On this count, the question should surely be why US defence spending is so inefficient. If the department of government efficiency had gone after the Pentagon, one might have understood. But it went after aid, a much easier target. The US spends more on its military in absolute terms ($916 billion in 2023) than all the world's 'middle income' countries combined ($633 billion in 2023) and has done so for the past 25 years at least, by largely similar margins.
Dans goes on to assert that US infrastructure is crumbling, immigration fuels violent crime and saps resources, and US citizens are dying in the hundreds of thousands from fentanyl and other drug overdoses. The upshot of the argument — regardless of what one thinks of the blanket blaming of migrants (unwise, at best, in my view) — is that US citizens are not seeing sufficient return on investment from the extensive federal budget.
One might buy this argument on some level, as well as share a frustration with the 'deep state', as much as the phraseology can come across as propaganda. On this score, I'd encourage everyone to read Dans's article because it sheds some light on why Trump supporters are prepared to withstand the barrage of criticism levelled at his administration by the media. Unfortunately, in a polarised world, the criticism is taken as inherent grounds for vindication by diehard supporters.
Putting that aside for a second, it is important to grasp that the architects of Project 2025 see Franklin D Roosevelt's New Deal as the root of the current problems and Trump is the expedient vehicle through which to dismantle the effects of that deal.
In the minds of Dans and his colleagues, the end of the old New Deal has been a bureaucratic state at odds with the primary arms of a democratic government. There is also criticism levelled at the 'revolving door' relationship between politics and 'experts'. From a governance perspective, this point should indeed be heeded — any examination of the 2008 sub-prime crisis does reveal extensive conflicts of interest. The fact that banks became too big to fail is something that analysts on both the right and the left have lamented.
As much as one might sympathise with conservative frustrations at the trajectory of the US since the New Deal, this should not result in an ethic of the ends justifying the means. What seems to have transpired is a wilful overlooking of Trump's deficiencies for the sake of a myopic triumphalism that leftist, preachy elites and bureaucrats are finally being put in their place. An 'activist judiciary' imposing its political views on the executive is being beaten back.
We need to examine the assumptions behind Trump's defenders more deeply, though. Dans literally tells us that his bet is 'on Trump the builder' to rebuild an 'America First Skyline'. But Trump does not appear to the outside world at all like a builder. His decisions have appeared erratic at best, ill-informed and potentially self-enriching at worst, literally at the expense of the very majority he claims to represent.
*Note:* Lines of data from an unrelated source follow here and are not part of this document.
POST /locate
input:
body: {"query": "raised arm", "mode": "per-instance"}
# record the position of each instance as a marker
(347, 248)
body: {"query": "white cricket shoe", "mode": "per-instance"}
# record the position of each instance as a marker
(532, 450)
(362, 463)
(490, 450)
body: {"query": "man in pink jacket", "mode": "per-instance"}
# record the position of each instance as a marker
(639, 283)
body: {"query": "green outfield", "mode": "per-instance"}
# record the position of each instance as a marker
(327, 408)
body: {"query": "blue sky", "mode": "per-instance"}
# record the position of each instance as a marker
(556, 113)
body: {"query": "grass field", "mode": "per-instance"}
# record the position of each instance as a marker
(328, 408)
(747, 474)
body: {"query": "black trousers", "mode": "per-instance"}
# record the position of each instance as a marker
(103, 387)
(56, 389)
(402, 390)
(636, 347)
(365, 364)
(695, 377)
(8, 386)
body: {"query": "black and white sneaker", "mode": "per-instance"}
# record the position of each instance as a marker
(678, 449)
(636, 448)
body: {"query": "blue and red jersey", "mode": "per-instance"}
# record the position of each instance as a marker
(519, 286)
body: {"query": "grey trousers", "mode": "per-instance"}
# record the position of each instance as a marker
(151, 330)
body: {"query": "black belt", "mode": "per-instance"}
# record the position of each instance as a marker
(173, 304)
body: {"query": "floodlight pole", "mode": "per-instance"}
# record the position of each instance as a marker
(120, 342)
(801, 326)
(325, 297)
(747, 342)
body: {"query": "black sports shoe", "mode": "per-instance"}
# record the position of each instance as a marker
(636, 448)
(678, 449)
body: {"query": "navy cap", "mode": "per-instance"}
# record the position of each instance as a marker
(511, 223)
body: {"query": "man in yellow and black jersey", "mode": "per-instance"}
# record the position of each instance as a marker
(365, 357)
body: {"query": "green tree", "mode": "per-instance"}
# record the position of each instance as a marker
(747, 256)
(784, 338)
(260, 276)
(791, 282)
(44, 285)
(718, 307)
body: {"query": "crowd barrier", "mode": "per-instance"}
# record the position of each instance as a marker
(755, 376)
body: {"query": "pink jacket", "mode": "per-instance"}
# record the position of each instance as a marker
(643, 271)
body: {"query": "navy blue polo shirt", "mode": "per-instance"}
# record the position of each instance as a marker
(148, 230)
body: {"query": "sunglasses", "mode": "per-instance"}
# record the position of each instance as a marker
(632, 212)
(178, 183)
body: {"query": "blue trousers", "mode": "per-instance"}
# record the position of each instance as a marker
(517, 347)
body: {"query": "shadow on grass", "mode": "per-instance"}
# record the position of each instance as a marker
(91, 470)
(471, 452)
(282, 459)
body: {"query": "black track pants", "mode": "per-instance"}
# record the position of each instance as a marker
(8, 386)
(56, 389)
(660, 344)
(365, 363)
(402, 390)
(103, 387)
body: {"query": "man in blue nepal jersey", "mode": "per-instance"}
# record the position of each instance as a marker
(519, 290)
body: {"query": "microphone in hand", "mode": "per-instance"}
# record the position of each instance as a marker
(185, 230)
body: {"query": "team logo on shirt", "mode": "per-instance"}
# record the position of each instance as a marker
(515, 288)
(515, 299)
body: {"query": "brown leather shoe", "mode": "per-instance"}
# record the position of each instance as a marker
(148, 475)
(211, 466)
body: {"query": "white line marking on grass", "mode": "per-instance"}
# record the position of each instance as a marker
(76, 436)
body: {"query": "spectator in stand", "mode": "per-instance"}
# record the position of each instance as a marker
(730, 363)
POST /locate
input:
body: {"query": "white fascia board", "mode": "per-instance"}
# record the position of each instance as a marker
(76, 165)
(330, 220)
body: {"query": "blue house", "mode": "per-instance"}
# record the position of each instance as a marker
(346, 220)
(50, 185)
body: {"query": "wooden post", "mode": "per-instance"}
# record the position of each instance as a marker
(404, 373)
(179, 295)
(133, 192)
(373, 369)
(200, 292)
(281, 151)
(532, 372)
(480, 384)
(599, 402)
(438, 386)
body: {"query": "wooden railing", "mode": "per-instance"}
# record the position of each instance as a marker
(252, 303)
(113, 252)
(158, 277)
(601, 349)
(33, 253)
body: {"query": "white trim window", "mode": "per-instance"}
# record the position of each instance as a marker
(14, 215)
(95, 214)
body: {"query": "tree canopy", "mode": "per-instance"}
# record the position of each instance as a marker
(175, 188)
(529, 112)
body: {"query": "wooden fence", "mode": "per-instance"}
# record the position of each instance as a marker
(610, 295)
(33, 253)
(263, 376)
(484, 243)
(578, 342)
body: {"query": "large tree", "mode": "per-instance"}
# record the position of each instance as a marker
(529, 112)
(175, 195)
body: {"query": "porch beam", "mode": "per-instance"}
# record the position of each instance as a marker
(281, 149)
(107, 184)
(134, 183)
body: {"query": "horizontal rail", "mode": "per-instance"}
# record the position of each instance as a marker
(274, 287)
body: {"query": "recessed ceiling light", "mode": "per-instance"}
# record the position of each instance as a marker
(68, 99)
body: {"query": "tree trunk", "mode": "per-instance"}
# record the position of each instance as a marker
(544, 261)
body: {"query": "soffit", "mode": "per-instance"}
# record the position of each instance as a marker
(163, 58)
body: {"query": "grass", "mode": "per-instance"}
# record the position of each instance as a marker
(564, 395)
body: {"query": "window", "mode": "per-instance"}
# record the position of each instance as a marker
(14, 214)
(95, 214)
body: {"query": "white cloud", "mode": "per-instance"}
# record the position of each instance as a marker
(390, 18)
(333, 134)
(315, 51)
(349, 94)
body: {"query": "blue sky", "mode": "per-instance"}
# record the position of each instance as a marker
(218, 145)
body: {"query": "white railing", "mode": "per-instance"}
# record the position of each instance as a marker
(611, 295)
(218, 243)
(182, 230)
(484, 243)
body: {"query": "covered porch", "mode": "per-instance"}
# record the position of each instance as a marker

Take aid cuts and tariff wars as just two examples. Turning off the aid taps over time has much merit, so long as it is accompanied by a long-term plan and clear communication with all stakeholders. Trump did not do that; he simply cut overnight. This is not the way to win friends and influence people. Much of that aid money went towards irreplaceable research that makes human existence demonstrably better across the world.
Similarly, tariff wars are no way to re-industrialise the US or tackle its debt problem. In geopolitical terms, it simply alienates allies and reinforces hard lines among perceived enemies. Moreover, tariff wars are inflationary for US consumers, the very people who voted for Trump at least partially in response to the difficulties of relatively low wage growth versus cost-of-living increases.
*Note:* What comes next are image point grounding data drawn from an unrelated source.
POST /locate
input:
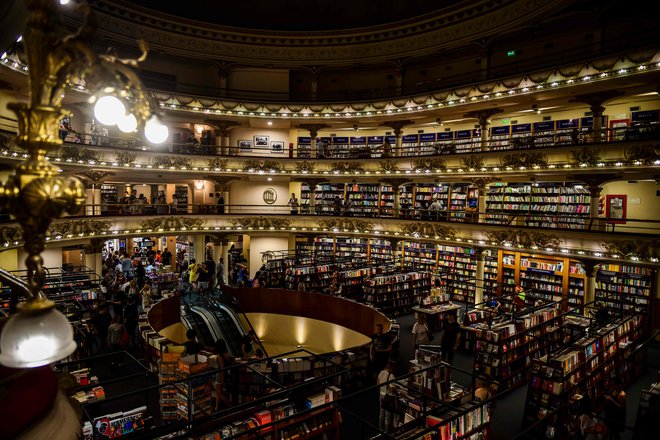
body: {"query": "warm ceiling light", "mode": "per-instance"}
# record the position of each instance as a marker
(108, 110)
(155, 131)
(128, 124)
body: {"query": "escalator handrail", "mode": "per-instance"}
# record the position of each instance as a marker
(239, 309)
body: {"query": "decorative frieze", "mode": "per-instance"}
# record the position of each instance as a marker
(172, 223)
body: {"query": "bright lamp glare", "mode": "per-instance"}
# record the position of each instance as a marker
(30, 340)
(155, 131)
(127, 124)
(109, 110)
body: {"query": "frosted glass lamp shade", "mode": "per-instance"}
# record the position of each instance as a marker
(31, 340)
(109, 110)
(127, 124)
(155, 131)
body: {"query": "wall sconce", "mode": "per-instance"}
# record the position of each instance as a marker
(39, 334)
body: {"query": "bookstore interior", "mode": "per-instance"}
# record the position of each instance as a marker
(427, 222)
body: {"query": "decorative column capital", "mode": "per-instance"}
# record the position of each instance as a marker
(397, 126)
(311, 181)
(395, 182)
(590, 267)
(313, 128)
(222, 126)
(595, 101)
(95, 246)
(222, 181)
(483, 115)
(481, 182)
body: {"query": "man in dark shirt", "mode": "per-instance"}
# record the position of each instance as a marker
(191, 346)
(381, 349)
(100, 323)
(166, 258)
(451, 338)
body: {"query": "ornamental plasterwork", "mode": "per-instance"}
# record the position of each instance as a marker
(261, 165)
(473, 161)
(260, 223)
(587, 155)
(642, 153)
(171, 161)
(75, 154)
(344, 224)
(527, 239)
(422, 229)
(176, 223)
(641, 249)
(305, 167)
(347, 167)
(473, 20)
(11, 234)
(217, 163)
(524, 159)
(388, 166)
(124, 158)
(432, 164)
(79, 227)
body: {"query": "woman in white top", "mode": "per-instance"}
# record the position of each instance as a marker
(420, 332)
Tackling bureaucratic and judiciary overreach is clearly important for defending democracy. However, it seems easy for a populist like Trump to ride on the coattails of true democratic sentiment to build a kleptocracy, where policy favours the highest bidder. This is likely to be far more damaging to democracy in the end than the 'deep state', though both are dangers that an informed citizenry should rail against. In the process, they could cut through the deep polarisation that has come to characterise the US and global landscape.
Ross Harvey is the chief research officer at Good Governance Africa's Southern Africa regional office.